The discovered ships of the tested methods from some typical images are depicted in Figure 5. It can be seen that:

(i): For the images with multiple ships (the first two rows), SS R-CNN correctly detects multiple objects, alleviating the issue of missing vessels;
(ii): SS R-CNN has better performance for small ships and middle-sized ships compared with the supervised methods, SSD and Mask R-CNN, as the predicted frames are more accurate;
(iii): The detected frames of SS R-CNN and Mask R-CNN are not as accurate as that of the SSD method for large ship detection. In the last row of the Figure 5, there is a large ship with a small boat beside it. SSD correctly detects the two objects, while the predicted frames of SS R-CNN and Mask R-CNN are not accurate.

Exploring the Reason for Relatively Low Detection Accuracies for Large Ships

In the following, we explore why SS R-CNN and Mask R-CNN have relatively low detection accuracies for large ships. The first possible reason is the lack of training instances with large ships, due to the fact that the proportion of large ships is only 10%, which is quite lower than that of the other types of ships. Another possible reason is that some active hyper-parameters of the object detection module have not been tuned elaborately.

(i) We test SS R-CNN and Mask R-CNN with ratios of small ships: medium ships: large ships of 3:3:4 and 1:1:8. The accuracies are listed in Table 3. Compared with the original case with a ratio of 6:3:1, the detection accuracy for large ships increases about 0.1 from 0.158 in terms of APl when the ratio is set to 3:3:4. Hence, the limited training samples are one reason for the relatively low detection accuracies for large ships. However, as the ratio becomes 1:1:8, the proportion of large ships has increased, but the detection accuracy for large ships no longer increases.
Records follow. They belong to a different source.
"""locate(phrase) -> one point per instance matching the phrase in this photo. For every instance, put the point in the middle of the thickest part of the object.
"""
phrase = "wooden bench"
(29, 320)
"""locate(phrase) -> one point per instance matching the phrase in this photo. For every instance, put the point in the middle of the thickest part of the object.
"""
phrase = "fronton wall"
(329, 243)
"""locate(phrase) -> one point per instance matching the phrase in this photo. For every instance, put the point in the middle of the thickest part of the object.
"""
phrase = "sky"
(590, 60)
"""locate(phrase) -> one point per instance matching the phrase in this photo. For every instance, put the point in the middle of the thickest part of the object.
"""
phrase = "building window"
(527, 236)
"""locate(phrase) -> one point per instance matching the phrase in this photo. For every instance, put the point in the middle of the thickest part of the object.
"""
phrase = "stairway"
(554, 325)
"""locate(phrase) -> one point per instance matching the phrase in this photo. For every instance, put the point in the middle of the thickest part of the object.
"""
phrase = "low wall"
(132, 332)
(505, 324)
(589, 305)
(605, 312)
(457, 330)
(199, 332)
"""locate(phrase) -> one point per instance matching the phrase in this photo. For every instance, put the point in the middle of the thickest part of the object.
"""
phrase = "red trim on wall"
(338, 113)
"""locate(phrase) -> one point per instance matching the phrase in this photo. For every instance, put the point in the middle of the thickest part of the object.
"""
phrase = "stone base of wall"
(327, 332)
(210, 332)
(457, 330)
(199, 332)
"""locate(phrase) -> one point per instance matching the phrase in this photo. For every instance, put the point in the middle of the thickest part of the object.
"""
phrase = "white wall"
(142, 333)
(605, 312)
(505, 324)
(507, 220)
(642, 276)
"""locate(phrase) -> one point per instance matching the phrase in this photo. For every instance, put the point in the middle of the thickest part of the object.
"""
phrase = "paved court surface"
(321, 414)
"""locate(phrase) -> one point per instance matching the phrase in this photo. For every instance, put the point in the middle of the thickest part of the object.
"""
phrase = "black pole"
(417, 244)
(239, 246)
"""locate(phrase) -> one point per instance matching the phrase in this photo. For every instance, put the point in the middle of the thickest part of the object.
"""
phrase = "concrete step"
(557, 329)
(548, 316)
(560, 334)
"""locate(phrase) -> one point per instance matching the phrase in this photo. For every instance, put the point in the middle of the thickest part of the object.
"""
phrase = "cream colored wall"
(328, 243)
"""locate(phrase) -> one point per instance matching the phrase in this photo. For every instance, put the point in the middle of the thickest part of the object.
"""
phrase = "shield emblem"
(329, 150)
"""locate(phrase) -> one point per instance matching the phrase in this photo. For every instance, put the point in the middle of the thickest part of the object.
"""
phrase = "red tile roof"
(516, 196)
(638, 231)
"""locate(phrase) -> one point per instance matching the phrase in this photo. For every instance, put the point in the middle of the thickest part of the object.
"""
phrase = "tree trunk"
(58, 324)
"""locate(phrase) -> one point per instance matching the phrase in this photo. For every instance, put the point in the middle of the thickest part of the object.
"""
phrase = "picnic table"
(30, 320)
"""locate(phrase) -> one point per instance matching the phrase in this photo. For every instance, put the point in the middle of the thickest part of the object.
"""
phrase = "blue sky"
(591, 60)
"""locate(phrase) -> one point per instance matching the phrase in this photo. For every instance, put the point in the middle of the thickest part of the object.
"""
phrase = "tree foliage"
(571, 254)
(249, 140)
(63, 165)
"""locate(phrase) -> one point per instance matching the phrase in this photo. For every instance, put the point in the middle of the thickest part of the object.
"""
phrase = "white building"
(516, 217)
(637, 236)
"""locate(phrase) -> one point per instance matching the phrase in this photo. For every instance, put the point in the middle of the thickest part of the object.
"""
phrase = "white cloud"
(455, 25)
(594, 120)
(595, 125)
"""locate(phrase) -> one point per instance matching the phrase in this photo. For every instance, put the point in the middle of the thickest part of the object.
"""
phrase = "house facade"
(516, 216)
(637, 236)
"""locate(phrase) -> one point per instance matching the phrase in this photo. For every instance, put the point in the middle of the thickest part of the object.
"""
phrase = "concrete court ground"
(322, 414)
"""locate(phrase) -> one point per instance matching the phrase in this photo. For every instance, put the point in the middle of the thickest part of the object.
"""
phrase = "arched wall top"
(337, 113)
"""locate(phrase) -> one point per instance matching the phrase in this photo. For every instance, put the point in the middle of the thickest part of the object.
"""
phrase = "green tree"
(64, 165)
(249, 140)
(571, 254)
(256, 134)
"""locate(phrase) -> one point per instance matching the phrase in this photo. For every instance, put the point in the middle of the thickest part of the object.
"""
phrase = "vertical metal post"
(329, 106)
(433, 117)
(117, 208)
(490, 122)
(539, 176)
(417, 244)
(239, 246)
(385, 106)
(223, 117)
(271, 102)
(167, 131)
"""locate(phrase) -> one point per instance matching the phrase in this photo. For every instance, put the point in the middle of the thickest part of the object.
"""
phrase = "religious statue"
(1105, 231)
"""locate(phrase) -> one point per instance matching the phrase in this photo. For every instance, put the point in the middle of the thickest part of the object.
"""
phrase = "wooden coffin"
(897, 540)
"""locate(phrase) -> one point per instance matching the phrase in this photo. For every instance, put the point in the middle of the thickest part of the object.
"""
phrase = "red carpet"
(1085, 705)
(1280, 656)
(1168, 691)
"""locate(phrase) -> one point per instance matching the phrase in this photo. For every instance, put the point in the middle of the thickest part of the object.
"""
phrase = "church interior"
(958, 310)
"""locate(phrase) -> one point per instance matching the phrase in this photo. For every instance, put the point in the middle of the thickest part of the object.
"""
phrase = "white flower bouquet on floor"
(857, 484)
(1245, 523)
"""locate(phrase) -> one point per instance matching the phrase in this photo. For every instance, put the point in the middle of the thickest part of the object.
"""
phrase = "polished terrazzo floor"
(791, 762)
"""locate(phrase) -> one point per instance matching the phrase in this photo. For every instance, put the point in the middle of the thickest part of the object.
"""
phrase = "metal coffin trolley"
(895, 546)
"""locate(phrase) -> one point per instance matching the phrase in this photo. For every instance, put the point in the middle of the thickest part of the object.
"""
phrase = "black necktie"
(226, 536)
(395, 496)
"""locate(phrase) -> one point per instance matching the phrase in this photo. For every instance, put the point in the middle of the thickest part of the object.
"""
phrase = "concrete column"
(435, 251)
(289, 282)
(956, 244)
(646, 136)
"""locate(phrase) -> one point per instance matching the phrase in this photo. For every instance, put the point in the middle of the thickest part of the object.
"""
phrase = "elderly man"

(ii) We adjust the sizes of the candidate anchor frames from (32, 64, 128, 256, and 512) to (128, 256, 512, 1024, and 2048); the APl of SS R-CNN improves from 0.158 to 0.267, as shown in Table 4. This indicates that the size of the candidate anchor frames is an active parameter for large ship detection.

3.4. Employing Different CutPaste Tasks in the Self-Supervised Learning Module

In the self-supervised learning module, a more-way CutPaste task has been designed that allows multiple cut and paste augment operations on a single image. To test the role of the more-way task, we compare it with the typical CutPaste tasks, i.e., block, scar, and 3-way. We randomly select 7500 unlabeled clean marine surface images for training the self-supervised learning network. The accuracies of the downstream object detection module are presented in Table 5, where the numbers in bold indicate the best in terms of the corresponding metrics.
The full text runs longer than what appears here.